We target **Python 3.10+**, and [pyenv](https://github.com/pyenv/pyenv) installs and
switches versions per-project without touching the system Python.
- **Per-project pinning:** a `.python-version` file in a repo makes pyenv
auto-select that interpreter when you `cd` in — everyone on the project runs the
same one.
- **Pairs with venvs:** combined with `pyenv-virtualenv`, each project gets both an
isolated version *and* isolated deps.
### Install
Follow the [official pyenv installation](https://github.com/pyenv/pyenv#installation)
for the installer and build dependencies — no point reproducing it here.
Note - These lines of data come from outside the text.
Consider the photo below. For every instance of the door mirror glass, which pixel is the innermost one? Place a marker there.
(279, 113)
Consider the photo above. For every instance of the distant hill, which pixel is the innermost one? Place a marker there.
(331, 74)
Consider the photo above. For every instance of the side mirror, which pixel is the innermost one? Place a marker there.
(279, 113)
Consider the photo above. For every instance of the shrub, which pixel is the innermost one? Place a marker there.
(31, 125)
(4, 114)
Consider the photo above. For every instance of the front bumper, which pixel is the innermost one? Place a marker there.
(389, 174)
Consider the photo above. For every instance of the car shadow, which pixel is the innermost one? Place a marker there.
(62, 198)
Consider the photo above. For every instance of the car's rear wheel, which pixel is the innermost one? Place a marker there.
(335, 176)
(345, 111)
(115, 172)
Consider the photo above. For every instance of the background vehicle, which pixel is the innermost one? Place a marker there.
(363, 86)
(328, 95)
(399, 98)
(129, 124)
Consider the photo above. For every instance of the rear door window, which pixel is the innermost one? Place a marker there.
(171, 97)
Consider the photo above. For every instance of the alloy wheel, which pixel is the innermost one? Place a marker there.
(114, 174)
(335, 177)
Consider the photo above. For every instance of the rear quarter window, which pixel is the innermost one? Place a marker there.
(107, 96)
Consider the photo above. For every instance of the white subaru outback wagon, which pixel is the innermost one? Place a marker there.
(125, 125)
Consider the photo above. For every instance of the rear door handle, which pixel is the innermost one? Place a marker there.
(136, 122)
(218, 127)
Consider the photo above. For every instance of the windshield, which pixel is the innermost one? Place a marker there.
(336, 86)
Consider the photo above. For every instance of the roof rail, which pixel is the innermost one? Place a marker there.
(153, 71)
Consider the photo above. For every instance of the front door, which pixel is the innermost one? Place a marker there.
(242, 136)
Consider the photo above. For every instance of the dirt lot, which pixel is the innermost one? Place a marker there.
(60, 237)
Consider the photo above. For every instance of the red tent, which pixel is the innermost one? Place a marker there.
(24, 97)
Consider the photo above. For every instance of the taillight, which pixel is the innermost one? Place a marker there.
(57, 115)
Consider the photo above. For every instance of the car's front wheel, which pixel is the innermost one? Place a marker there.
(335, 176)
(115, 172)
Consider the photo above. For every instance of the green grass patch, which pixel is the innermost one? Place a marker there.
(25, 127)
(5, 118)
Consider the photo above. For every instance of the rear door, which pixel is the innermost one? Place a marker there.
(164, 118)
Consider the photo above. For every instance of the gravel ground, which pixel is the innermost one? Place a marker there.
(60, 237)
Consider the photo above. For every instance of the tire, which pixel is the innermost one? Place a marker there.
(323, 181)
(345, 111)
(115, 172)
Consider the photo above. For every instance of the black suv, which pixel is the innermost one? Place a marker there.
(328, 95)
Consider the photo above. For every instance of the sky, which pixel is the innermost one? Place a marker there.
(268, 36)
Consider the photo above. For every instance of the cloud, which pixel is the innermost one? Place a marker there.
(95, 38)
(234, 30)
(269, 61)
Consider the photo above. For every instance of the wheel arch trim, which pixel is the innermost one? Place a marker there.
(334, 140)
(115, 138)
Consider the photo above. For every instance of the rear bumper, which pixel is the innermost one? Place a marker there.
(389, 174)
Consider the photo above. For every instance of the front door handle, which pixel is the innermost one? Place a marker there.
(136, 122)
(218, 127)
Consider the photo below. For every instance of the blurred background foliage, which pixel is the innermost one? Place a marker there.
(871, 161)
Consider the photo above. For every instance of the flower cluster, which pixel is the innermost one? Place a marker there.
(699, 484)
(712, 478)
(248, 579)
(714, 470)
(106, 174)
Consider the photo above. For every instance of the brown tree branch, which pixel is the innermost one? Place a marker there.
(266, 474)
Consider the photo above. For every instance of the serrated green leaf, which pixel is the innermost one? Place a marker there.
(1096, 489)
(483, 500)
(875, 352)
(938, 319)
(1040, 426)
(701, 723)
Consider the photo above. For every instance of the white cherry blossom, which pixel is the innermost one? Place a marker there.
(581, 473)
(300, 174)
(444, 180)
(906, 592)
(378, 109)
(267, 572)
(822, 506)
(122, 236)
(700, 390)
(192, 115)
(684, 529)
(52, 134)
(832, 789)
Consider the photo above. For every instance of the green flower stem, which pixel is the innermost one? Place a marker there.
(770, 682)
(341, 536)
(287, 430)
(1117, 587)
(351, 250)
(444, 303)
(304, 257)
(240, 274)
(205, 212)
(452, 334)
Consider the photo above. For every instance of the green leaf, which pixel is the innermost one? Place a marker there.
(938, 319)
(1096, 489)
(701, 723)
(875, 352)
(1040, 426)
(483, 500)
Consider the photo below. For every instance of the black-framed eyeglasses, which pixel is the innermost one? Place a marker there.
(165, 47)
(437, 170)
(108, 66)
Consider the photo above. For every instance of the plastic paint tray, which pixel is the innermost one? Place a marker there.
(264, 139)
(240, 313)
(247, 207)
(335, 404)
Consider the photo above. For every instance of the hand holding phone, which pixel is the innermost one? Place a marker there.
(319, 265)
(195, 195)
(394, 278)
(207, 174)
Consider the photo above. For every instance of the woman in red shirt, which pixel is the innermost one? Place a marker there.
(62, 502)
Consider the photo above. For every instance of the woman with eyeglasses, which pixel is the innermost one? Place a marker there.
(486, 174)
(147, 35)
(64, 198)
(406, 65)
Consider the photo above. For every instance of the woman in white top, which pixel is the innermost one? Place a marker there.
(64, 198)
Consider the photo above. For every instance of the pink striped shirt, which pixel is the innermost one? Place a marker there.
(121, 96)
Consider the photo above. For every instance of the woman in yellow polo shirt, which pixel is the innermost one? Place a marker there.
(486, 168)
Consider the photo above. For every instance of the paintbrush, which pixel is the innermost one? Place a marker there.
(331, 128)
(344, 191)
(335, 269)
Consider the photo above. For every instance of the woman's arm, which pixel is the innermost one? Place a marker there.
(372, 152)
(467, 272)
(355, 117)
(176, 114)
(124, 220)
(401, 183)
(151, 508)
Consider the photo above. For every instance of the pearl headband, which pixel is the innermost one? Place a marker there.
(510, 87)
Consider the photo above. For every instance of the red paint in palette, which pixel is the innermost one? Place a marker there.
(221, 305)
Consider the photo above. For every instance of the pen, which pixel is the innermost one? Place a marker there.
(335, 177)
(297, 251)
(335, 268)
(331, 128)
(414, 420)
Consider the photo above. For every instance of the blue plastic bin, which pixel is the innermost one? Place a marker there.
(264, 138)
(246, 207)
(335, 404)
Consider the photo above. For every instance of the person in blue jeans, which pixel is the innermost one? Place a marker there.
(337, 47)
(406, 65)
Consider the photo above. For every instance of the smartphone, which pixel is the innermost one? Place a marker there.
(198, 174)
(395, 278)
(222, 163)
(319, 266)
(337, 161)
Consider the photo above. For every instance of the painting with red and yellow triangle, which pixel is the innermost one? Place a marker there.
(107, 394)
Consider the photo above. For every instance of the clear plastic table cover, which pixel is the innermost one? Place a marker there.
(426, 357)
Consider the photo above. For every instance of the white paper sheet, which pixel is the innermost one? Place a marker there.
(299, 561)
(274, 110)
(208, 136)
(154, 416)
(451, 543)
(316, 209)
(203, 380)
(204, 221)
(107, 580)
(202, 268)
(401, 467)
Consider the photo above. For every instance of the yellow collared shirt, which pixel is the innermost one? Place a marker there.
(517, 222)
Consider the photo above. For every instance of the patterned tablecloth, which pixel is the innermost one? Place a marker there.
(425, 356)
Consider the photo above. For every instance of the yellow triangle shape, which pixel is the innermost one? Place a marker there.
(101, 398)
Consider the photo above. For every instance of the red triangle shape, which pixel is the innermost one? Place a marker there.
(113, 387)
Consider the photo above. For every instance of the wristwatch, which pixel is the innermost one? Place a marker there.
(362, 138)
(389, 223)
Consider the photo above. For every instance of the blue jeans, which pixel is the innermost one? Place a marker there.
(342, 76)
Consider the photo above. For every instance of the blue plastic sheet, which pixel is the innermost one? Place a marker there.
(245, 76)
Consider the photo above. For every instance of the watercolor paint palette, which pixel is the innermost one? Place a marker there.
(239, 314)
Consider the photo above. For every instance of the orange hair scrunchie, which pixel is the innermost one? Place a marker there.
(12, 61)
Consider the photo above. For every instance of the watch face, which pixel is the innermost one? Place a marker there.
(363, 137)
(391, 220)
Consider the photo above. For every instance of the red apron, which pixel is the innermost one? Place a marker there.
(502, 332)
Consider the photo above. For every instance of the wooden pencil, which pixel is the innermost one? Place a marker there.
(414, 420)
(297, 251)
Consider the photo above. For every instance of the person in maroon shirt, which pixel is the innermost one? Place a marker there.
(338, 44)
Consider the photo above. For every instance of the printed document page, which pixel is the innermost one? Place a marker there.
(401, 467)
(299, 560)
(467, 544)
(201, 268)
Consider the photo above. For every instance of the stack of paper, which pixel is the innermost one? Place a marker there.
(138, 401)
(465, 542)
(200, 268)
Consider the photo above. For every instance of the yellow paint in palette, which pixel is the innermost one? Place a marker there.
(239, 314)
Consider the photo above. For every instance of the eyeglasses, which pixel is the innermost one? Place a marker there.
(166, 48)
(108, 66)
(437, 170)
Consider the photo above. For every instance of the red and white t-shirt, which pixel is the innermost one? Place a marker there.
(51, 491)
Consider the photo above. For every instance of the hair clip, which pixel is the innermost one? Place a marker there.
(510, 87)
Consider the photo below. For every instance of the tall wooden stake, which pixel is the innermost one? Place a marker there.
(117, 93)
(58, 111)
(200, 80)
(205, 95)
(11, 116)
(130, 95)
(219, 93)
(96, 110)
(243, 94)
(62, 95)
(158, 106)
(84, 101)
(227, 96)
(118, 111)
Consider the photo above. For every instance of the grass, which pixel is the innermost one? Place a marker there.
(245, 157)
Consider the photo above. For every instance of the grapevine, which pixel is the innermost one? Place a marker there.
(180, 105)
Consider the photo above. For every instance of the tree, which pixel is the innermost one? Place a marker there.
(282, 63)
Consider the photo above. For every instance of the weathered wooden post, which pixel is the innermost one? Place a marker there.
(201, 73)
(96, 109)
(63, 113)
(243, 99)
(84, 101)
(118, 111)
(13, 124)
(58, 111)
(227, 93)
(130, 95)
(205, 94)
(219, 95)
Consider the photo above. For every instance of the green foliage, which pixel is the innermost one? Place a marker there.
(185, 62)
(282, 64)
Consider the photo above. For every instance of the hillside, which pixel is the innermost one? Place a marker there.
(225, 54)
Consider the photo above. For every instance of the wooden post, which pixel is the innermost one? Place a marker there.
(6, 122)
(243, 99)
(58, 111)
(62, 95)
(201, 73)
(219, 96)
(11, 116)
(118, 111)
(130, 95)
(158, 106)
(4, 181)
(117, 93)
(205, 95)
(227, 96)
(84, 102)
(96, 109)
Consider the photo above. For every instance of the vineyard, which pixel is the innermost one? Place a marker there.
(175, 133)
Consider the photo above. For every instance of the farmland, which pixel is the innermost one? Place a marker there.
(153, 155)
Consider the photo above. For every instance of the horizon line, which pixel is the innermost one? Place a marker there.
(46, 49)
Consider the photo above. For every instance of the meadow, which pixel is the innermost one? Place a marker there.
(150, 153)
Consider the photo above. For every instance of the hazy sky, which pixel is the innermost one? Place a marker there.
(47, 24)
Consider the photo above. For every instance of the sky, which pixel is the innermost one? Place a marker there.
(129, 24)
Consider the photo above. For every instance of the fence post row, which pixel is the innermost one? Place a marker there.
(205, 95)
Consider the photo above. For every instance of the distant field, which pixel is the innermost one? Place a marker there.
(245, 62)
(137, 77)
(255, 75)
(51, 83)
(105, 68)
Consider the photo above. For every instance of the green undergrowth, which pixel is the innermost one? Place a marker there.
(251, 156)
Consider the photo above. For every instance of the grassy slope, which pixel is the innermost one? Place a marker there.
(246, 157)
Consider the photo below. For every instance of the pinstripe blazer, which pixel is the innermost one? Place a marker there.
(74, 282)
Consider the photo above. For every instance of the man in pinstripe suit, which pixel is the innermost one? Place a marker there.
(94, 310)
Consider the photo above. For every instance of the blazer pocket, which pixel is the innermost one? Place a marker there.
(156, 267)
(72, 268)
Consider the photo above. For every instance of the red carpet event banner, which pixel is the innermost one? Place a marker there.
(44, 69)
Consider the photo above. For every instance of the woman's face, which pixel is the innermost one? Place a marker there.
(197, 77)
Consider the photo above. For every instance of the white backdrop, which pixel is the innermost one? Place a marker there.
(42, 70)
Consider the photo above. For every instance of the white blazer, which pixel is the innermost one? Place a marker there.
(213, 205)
Then add
the shell init below to your `~/.zshrc` (or `~/.bashrc`) and restart your shell.
### Shell init
Without these lines pyenv's shims aren't on `PATH`, so `pyenv` and
auto-version-switching won't work:
```bash
# pyenv — Python version management
export PYENV_ROOT="$HOME/.pyenv"
export PATH="$PYENV_ROOT/bin:$PATH"
eval "$(pyenv init --path)" # (1)!
eval "$(pyenv init -)" # (2)!
eval "$(pyenv virtualenv-init -)" # (3)!
```
1. Puts the **shims** dir on `PATH`, so `python` resolves to the pyenv-selected
version instead of the system one.
2. Shell integration — command rehashing and completion.
3. Auto-activates a project's virtualenv on `cd`**only** if you use
`pyenv-virtualenv`. Drop this line if you don't.
### Everyday use
```bash
pyenv install 3.10.14 # install a version (one-time)
pyenv install --list # see available versions
cd <project>
pyenv local 3.10.14 # writes .python-version -> auto-selects here
python --version # confirms the pinned version
```
- **`pyenv local <ver>`** per project — commit the `.python-version` so the team
matches.
- **`pyenv global <ver>`** for your default outside any project.
## Shell quality-of-life extras
A couple of optional lines worth having alongside pyenv:
```bash
# flake8 with our shared config (max line 120)
alias flake8='flake8 --config ~/.config/flake8'
# local bins on PATH (pip --user installs, npm globals)
export PATH="$HOME/.local/bin:$PATH"
export PATH="$HOME/.npm-global/bin:$PATH"
```
- The **flake8 alias** keeps everyone linting with the same config (our 120
max-line, etc. — see [Standards](standards.md#files-and-style)).
- The **`.local/bin` / npm-global** PATH lines stop "command not found" after a
`pip install --user` or a global npm install.
!!! note "More shell setup"
This is the Python-env slice. The fuller dev shell setup — the WSL/Windows
clipboard bridges, per-repo git-identity aliases, and the `gl` graph log — is on
the [Workflow](workflow.md#handy-shell-setup) page.